Después de disfrutar de la visita de la mina seguimos conduciendo hasta Squamish, donde según el mapa hay una lengua de tierra de unos 3 km que penetra en un ensanchamiento del río y que promete ser buen sitio para pescar. Al hablar de ríos en Canadá hay que imaginarse que cualquiera de ellos, incluso los “sin nombre” llevan una corriente de agua del tamaño del Danubio a su paso por Budapest. Los lagos, por su parte, parecen mares: la geografía europea se vuelve nimia e irrisoria ante la magnitud de lo que nos rodea.

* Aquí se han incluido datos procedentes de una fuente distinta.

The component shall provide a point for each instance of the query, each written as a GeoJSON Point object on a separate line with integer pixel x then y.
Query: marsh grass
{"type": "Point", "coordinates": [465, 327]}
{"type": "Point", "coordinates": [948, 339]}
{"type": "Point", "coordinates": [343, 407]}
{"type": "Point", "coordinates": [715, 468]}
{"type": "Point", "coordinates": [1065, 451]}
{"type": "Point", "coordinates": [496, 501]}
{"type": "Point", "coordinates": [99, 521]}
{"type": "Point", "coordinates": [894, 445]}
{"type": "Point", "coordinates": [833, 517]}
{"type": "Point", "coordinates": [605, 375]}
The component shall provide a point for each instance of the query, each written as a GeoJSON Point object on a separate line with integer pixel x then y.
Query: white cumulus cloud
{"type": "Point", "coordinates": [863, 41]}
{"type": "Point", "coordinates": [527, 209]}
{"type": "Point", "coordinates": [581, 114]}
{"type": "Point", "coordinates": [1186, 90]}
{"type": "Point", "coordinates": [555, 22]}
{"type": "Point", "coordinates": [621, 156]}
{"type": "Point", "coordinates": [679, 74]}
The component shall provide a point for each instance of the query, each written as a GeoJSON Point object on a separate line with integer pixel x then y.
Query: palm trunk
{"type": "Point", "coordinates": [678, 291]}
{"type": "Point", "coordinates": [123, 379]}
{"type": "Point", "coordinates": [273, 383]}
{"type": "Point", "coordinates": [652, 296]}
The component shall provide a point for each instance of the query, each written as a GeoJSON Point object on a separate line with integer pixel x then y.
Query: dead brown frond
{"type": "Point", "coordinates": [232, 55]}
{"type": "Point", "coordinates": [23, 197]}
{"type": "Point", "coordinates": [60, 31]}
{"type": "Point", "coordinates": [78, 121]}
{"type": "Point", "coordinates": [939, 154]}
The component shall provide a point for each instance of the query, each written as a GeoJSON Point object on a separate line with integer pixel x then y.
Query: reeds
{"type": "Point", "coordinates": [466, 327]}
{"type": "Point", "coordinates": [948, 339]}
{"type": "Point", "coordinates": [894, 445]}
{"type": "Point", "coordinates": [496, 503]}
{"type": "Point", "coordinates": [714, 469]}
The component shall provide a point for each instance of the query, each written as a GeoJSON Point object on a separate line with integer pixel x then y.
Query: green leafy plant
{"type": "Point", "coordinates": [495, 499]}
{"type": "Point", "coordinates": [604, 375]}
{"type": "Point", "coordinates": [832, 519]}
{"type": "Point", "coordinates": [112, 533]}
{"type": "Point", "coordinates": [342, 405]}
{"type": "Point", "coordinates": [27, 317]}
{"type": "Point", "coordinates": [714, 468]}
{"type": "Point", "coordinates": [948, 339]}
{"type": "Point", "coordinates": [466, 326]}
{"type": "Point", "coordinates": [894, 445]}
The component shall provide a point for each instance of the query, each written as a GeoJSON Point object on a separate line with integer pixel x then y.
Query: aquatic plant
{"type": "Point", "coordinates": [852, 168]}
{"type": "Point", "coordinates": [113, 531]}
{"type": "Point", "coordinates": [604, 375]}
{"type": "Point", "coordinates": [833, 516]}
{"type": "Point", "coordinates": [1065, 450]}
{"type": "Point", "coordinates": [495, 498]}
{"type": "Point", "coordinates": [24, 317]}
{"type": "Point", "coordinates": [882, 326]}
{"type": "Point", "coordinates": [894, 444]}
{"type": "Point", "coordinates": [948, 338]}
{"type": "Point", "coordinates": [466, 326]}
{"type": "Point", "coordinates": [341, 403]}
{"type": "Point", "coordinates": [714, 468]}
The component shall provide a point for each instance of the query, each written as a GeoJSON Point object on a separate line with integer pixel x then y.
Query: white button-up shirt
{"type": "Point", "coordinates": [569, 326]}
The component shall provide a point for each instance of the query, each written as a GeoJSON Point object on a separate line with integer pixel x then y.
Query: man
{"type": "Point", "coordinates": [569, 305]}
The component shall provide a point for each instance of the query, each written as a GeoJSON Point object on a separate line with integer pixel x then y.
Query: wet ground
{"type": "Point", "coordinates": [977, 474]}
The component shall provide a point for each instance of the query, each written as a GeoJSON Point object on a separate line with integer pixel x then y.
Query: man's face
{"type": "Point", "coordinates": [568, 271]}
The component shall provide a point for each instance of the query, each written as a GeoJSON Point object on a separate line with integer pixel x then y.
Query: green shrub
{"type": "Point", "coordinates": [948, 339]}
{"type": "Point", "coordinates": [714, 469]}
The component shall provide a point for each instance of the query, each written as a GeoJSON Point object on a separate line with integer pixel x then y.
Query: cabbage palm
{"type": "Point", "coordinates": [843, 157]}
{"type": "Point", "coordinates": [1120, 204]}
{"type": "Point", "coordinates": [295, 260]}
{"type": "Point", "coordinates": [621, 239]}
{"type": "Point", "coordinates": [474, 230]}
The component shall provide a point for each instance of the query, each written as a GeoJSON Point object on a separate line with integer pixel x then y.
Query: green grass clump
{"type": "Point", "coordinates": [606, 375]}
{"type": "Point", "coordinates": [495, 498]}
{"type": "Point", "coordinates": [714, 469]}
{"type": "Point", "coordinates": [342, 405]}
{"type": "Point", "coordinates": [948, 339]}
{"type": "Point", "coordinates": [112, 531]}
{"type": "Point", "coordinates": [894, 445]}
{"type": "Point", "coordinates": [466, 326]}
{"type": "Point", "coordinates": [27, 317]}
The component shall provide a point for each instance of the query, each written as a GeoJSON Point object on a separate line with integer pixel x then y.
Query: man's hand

Atravesamos la ciudad y recorremos los 3 km por una carretera de grava llena de baches hasta llegar al final de esta especie de malecón natural y, para nuestra sorpresa, allí, en medio de la nada, hay una base de kite surf. No sé si es siempre así, pero hoy hay muchísimo viento y es espectacular ver a los surferos surcando el agua toda velocidad y volando por los aires. Intento pescar hacia el lado más protegido del río, pero aun así hay demasiado viento, así que almorzamos y vamos conduciendo río arriba hasta encontrar un lugar por el que podemos acceder a una de las orillas. Además, aquí el río es más estrecho, así que supongo que habrá una mayor concentración de peces en menos espacio. Otra playa desolada llena de troncos que pronto se convierte en el mejor parque de juegos para los niños. Mientras tanto pesco, pero no cojo nada.

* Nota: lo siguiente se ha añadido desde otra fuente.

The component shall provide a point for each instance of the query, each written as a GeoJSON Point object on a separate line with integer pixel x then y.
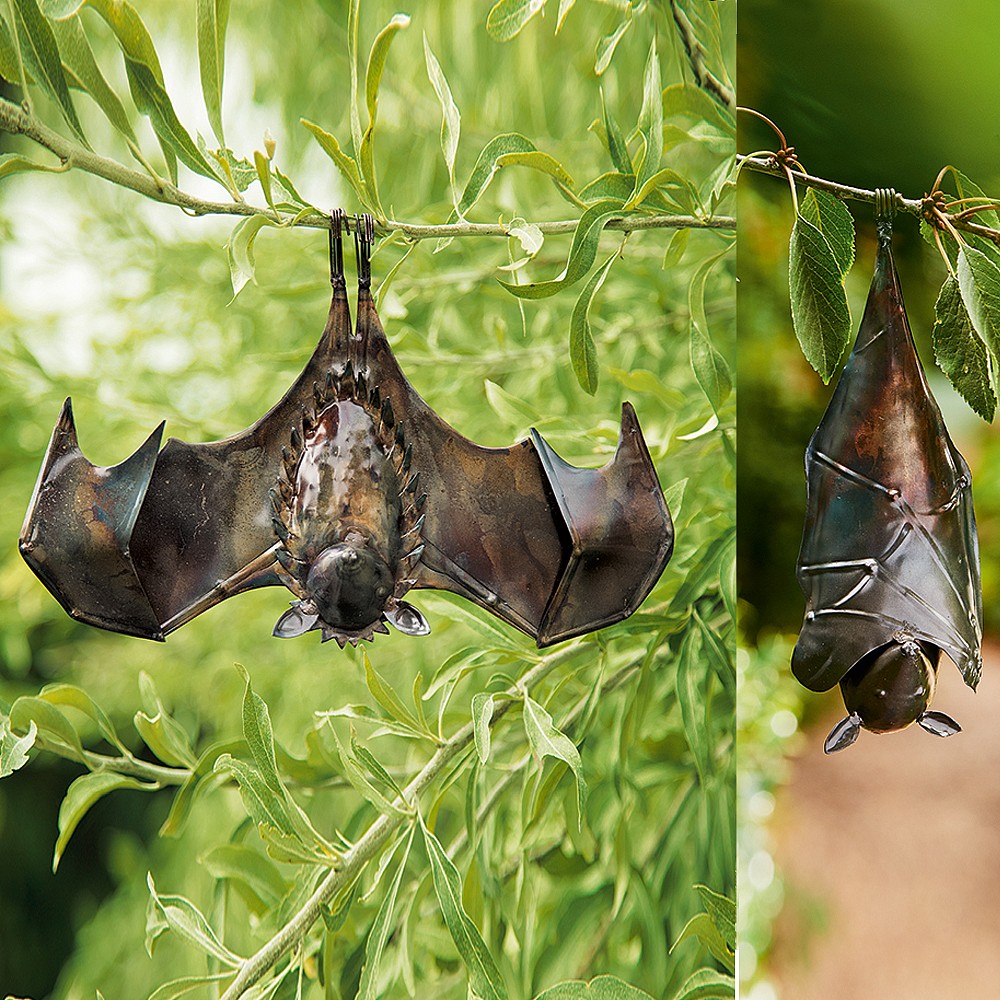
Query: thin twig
{"type": "Point", "coordinates": [17, 121]}
{"type": "Point", "coordinates": [353, 861]}
{"type": "Point", "coordinates": [914, 206]}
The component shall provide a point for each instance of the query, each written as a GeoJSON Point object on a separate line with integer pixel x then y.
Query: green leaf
{"type": "Point", "coordinates": [51, 723]}
{"type": "Point", "coordinates": [240, 253]}
{"type": "Point", "coordinates": [600, 988]}
{"type": "Point", "coordinates": [185, 919]}
{"type": "Point", "coordinates": [722, 910]}
{"type": "Point", "coordinates": [820, 312]}
{"type": "Point", "coordinates": [373, 78]}
{"type": "Point", "coordinates": [582, 352]}
{"type": "Point", "coordinates": [832, 218]}
{"type": "Point", "coordinates": [500, 150]}
{"type": "Point", "coordinates": [212, 20]}
{"type": "Point", "coordinates": [387, 697]}
{"type": "Point", "coordinates": [675, 248]}
{"type": "Point", "coordinates": [40, 56]}
{"type": "Point", "coordinates": [78, 57]}
{"type": "Point", "coordinates": [345, 164]}
{"type": "Point", "coordinates": [617, 147]}
{"type": "Point", "coordinates": [485, 979]}
{"type": "Point", "coordinates": [581, 255]}
{"type": "Point", "coordinates": [145, 78]}
{"type": "Point", "coordinates": [508, 17]}
{"type": "Point", "coordinates": [650, 127]}
{"type": "Point", "coordinates": [482, 715]}
{"type": "Point", "coordinates": [979, 283]}
{"type": "Point", "coordinates": [163, 734]}
{"type": "Point", "coordinates": [565, 6]}
{"type": "Point", "coordinates": [547, 741]}
{"type": "Point", "coordinates": [81, 795]}
{"type": "Point", "coordinates": [382, 925]}
{"type": "Point", "coordinates": [688, 100]}
{"type": "Point", "coordinates": [707, 984]}
{"type": "Point", "coordinates": [67, 695]}
{"type": "Point", "coordinates": [607, 45]}
{"type": "Point", "coordinates": [14, 749]}
{"type": "Point", "coordinates": [960, 352]}
{"type": "Point", "coordinates": [691, 699]}
{"type": "Point", "coordinates": [262, 884]}
{"type": "Point", "coordinates": [451, 120]}
{"type": "Point", "coordinates": [710, 368]}
{"type": "Point", "coordinates": [186, 984]}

De aquí vamos directos hasta Whistler, donde nos alojamos por primera vez, desde que llegamos a Vancouver, en un camping de lujo con todas las comodidades, aquí más por falta de alternativa que por elección. Durante los dos días que pasaremos aquí en este camping vamos a aprovechar para hacer todo aquello que no podremos después hacer durante muchos días: lavar ropa, ducharnos y estropearnos la vista con el Internet. Lo bueno es que el camping resulta ser mucho más agradable de lo que me imaginaba.

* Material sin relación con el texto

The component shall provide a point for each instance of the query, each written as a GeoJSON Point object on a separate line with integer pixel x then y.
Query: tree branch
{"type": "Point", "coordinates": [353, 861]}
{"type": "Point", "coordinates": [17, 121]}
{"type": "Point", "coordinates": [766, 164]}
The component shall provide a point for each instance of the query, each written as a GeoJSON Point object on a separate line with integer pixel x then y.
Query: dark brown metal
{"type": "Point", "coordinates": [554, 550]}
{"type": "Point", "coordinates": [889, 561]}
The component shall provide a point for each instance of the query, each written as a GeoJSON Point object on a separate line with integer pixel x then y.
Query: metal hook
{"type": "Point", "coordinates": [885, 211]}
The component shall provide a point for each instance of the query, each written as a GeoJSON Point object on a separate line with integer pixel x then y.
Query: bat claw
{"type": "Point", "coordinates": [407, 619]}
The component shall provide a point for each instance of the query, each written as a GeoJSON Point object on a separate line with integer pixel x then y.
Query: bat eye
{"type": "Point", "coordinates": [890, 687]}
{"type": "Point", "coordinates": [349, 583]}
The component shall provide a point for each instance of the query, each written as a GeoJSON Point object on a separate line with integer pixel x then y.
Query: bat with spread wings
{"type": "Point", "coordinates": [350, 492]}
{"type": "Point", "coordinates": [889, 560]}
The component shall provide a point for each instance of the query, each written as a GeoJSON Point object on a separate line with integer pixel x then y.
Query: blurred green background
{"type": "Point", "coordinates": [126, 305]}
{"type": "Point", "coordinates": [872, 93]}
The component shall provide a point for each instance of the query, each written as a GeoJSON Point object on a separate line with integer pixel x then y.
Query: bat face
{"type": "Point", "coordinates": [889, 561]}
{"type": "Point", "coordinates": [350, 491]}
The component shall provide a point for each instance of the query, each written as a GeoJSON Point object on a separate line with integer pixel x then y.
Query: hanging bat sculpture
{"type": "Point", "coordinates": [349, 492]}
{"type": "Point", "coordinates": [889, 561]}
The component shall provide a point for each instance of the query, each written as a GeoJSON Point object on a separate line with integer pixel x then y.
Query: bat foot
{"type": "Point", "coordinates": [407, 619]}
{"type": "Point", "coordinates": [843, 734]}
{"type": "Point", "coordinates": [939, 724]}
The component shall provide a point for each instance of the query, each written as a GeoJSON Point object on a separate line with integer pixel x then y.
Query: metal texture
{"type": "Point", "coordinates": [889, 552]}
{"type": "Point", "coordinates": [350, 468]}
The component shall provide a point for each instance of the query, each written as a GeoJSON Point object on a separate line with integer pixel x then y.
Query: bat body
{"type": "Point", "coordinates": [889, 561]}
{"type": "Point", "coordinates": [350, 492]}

Whistler es un poco el equivalente canadiense de Chamonix en los Alpes: se ha puesto de moda y, como la gente atrae a la gente, han abierto infinidad de hoteles, restaurantes, tiendas, y todo tipo de servicios para los turistas. Al igual que en el caso de Chamonix también aquí se justifica en cierta medida la atracción que ejerce Whistler: mientras su primo europeo está cerca del Mont Blanc, éste está rodeado de pistas de esquí que reciben copiosas nevadas durante el invierno. En verano se aprovechan los remontes para subir con bicicleta de montaña, o simplemente a pasear, como haremos nosotros mañana. No es que estas ciudades carezcan de atractivo, pero si lo que uno realmente busca son pistas de esquí, montañas para hacer travesía o nieve virgen, tanto aquí, como en los Alpes, hay cientos de lugares mucho mejores para practicar estos deportes y con mucha menos gente que Chamonix o Whistler. Así son las modas.
2019_07_20 Whistler.
Subimos por la mañana con el primer remonte hasta uno de los dos picos a los que se puede llegar desde la ciudad. Arriba hay condiciones de montaña: nieve, frío y viento.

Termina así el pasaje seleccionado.